教学理论的研究是一个循环往复的过程,其中,循环的起点和终点均是反思。反思的第一步是悬置。悬置是教学理论研究反思的起点和重点。在胡塞尔看来,这种悬置是通过在反思中摆脱经验的前验性,反思的基本态度在于是摆脱这个由于存在信仰而被投入到课题对象之中的状态。因此而成为“不感兴趣的人”“不介入的观察者”[23]。在海德格尔那里则是“让人从显现的东西本身那里如它从其本身所显现的那样看它”[24]。教学理论研究不仅具有实践价值,而且能彰显教学的真、善、美、利,然而在进行教学理论研究时,我们难免会带有先入为主的观点,比如谈及教学的利就是对教学的不敬,说到教学的美不由自主想到制作精美的课件……所以我们在竭力避免某些观点甚至自然而然带有某些观点来研究教学时,教学就已经不再是我们尚未研究的那个“教学”。通过将经验悬置,我们直观地感受教学、研究教学,彰显教学的真、善、美、利。
对教学理论的研究而言,有教学现象和教学思想两个维度的反思;同时,这两个维度又各有两个层面的反思:一是对内容的反思,二是对构成反思存在的依据和原则的反思。因此,教学理论研究的反思有四个方面的内容:对教学现象内容的反思,对构成教学现象依据和原则的反思,对教学理论内容的反思,对构成教学理论依据和原则的反思。对教学现象内容的反思随着教学实践的展开而逐渐深入,因教学实践的境域而变化,从古代的口耳相传,到近代班级授课制的盛行,再到当下火热的人工智能教学,教学现象内容的反思于是便有了历时性和共时性的特点,是教学“真”之价值的彰显。相比较教学现象内容的变化而言,教学现象存在的依据和原则是随之发生变化的,像现在中小学课堂盛行的智慧课堂教学,可以说是依据工具理性下对效率的追求和人本主义下学生主体意识吁求博弈的结果,换句话说,教学现象内容的变化是自变量,教学现象构成依据是因变量,是对现象更深的反思,是反映现象本质的反思,是教学“利”之价值的彰显。与之相类似,教学理论内容的反思也是随着境域的变化而逐渐变化,具有相对的稳定性,比如教学关系中从最初的主客体到掩耳盗铃的双主体直到合理的主体间,每一种教学关系在某段时间因有存在的合理性,便有了相对稳定性,是教学“美”之价值的彰显。但是与之不同的是,教学理论存在的依据以及原则是绝对稳定的,因为思想存在的依据和原则都是为形成有意义的实践,是发现、挖掘、形成以及提升人的主体性,因此是教学现象本质的本质,也是教学“善”之价值的彰显。

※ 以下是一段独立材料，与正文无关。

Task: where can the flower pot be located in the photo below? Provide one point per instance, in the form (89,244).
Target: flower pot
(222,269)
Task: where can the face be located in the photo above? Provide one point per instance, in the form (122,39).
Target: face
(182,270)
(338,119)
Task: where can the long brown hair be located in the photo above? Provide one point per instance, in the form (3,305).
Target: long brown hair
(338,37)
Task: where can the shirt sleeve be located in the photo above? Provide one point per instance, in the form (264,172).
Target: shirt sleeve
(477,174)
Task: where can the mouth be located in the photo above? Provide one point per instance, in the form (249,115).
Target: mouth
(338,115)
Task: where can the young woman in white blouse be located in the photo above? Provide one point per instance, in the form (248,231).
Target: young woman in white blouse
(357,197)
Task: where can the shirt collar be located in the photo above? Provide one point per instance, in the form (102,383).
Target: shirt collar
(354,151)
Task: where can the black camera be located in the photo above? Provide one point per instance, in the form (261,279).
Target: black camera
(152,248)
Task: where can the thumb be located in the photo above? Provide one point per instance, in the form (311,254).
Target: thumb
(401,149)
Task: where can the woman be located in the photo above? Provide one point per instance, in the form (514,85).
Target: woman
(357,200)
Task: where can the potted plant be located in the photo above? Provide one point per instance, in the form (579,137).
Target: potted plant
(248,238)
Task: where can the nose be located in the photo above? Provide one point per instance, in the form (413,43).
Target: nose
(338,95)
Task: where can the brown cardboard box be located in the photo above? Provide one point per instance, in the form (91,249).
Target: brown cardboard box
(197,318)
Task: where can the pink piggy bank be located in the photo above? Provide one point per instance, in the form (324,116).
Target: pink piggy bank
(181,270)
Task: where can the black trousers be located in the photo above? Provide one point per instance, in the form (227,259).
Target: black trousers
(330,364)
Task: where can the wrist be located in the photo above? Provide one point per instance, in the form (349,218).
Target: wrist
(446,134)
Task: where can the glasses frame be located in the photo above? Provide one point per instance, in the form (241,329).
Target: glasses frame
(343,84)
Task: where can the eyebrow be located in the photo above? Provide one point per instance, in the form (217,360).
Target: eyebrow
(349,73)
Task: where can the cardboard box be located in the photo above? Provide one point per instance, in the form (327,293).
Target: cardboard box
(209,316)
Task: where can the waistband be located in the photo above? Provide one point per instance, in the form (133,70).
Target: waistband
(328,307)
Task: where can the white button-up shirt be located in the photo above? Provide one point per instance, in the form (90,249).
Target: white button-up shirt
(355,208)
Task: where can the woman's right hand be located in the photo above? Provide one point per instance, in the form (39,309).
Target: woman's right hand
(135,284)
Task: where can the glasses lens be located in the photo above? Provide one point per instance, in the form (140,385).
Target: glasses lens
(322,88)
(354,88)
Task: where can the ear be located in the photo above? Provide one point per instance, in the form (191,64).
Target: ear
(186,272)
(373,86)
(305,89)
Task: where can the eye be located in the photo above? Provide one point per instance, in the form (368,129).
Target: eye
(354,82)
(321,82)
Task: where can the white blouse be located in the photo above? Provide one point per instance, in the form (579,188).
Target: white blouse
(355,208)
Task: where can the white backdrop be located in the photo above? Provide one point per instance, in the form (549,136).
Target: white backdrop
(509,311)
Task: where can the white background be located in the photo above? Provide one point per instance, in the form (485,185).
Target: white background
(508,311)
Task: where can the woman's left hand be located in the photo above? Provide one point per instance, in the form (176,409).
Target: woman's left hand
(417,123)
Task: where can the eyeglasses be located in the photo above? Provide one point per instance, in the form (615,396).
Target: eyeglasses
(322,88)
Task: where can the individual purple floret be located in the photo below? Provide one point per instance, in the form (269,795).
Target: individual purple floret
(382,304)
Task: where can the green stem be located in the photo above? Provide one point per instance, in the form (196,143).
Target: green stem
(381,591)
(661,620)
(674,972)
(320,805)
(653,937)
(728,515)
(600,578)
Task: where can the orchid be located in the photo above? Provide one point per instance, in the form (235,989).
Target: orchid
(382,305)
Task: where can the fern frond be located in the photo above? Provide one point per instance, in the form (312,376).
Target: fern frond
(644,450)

教学理论研究的反思沿袭“所思—我思—自我”的体验路径。与笛卡尔的“自我—我思—所思”体验路径不同,现象学视域下教学理论研究应该走出“平面结构”的世界,从对教学中“所思”的直观入手,经过“教学现象”“教学现象的本质”“教学本质的本质”的不断超越与不断回归,从而逐步实现对“普遍的先验自我”的澄明。教学实践中我们对教学的体验最初来源于课堂中所发生的教学现象,就此产生了“所思”的对象;人透过教学现象形成了“我思”,“我思”只能认识到教学某方面的本质,然而此刻的所认识到的本质已经不是本质而是“现象”;通过新产生的“现象”或者超越“本质”去探究教学本质的本质,纯粹的、普遍的、更加“基底”且广阔的超越主客二分的纯粹教学体验——教学本体,就由“自我”所构建出来。
教学理论研究还需对反思的结果进行再次的反思,也即检验反思。教学理论研究反思的成功与否,第一层检验是教学理论是否得到深化,即教学理论与现象内部发展的检验,也就是教学理论的信度检验;第二层检验则是对教学实践的推进效果如何,即教学理论的外部检验,是教学理论的效度检验,这也是教学理论研究最终的检验目标。对于第一层检验来说,应然层面的教学理论和教学现象应该是相互促进的,理论来源于现象,同时又对现象的发生具有解释作用,因此,深入教学实践研究,扎根学校,是解决现象与理论脱离的不二选择,也是彰显教学理论研究“利”的关键。了解现象发生的偶然性,不盲目跟风现象,是教学理论研究信度的必要保证,这不仅说明了教学理论研究应具有相对独立性,也说明教学理论研究的“真”不可缺失。对于第二层检验来说,教学理论的研究应该作用并指导于教学实践,教学理论研究与教学实践研究本就是相辅相成,在教学实践中彰显教学理论研究的“善”之德性是教学的最终追求。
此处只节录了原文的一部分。